While most women are advised to gain about 25 pounds during pregnancy, my doctor said I should try to avoid gaining or losing at this time. I managed to do that—toward the end of my pregnancy I regained the 12 pounds that I lost early on, but nothing more. But my body did change shape, which was emotionally challenging: As I watched it happen, I remember thinking, “Well, this isn’t the direction I wanted my stomach to go.”
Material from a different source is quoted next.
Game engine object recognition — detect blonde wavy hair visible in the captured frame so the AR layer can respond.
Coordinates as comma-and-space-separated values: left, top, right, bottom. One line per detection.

But there were also positives. During my last pregnancy I was close to 300 pounds, so I never had that cute pregnant look. This time around, I had that perfect little baby bump. I even decided to get maternity photos taken, which is something I never considered with my first two. Back then, I didn’t feel “pregnant pretty;” I think everyone just assumed I was extra fat.
From a medical standpoint, most of my prenatal care ended up being pretty standard. I did meet with a perinatologist in the beginning, just to have baseline information on the pregnancy in case something came up later. It never did, so I kept having regular OB visits.
One notable change was that my blood sugar had to be monitored in a different way. During my other pregnancies I had the typical oral glucose tolerance test, which involves drinking 50 grams of sugar in five minutes. But after bariatric surgery, an influx of sugar (or fat) into your digestive system causes dumping syndrome—a condition that causes your bowels to get rid of everything in them very quickly. You get sweaty, your heart races, you feel dizzy, and your stomach cramps—it’s horrible and painful. You just want to lie down and die.
This is your body on sugar:
To avoid that, my OB skipped the glucose tolerance test and instead gave me an A1C blood test, which doesn’t involve drinking any sugar. Then she rechecked it at 26 weeks and also had me do a fasting glucose test.
Birth day and beyond
I have very fast deliveries—my first two kids came very quickly, and my third was exactly the same. My delivery was very normal. No complications at all. A lot of people are concerned that you can’t nurse after you’ve had gastric bypass because you won’t be able to consume enough calories to produce milk, but that’s the furthest thing from the truth. If you’ve been able to eat enough calories to sustain a healthy pregnancy, continue to eat that way and you should be able to nurse. My son is actually still nursing at 19 months old. (This is what a perfect day of healthy eating looks like.)
A lot of pregnant women, even those who haven’t had bariatric surgery, use the “Well, I’m pregnant, I can eat whatever I want” excuse. But bad eating habits are really hard to break after pregnancy. For me it was no different, and I had to retrain myself and start being extra cautious about what I eat again.
It isn’t always easy, but I’m adjusting to life as a mom of three and I’m glad that I put in the work to protect my health. I’m now about 150 pounds lighter than I was pre-surgery, and I feel great.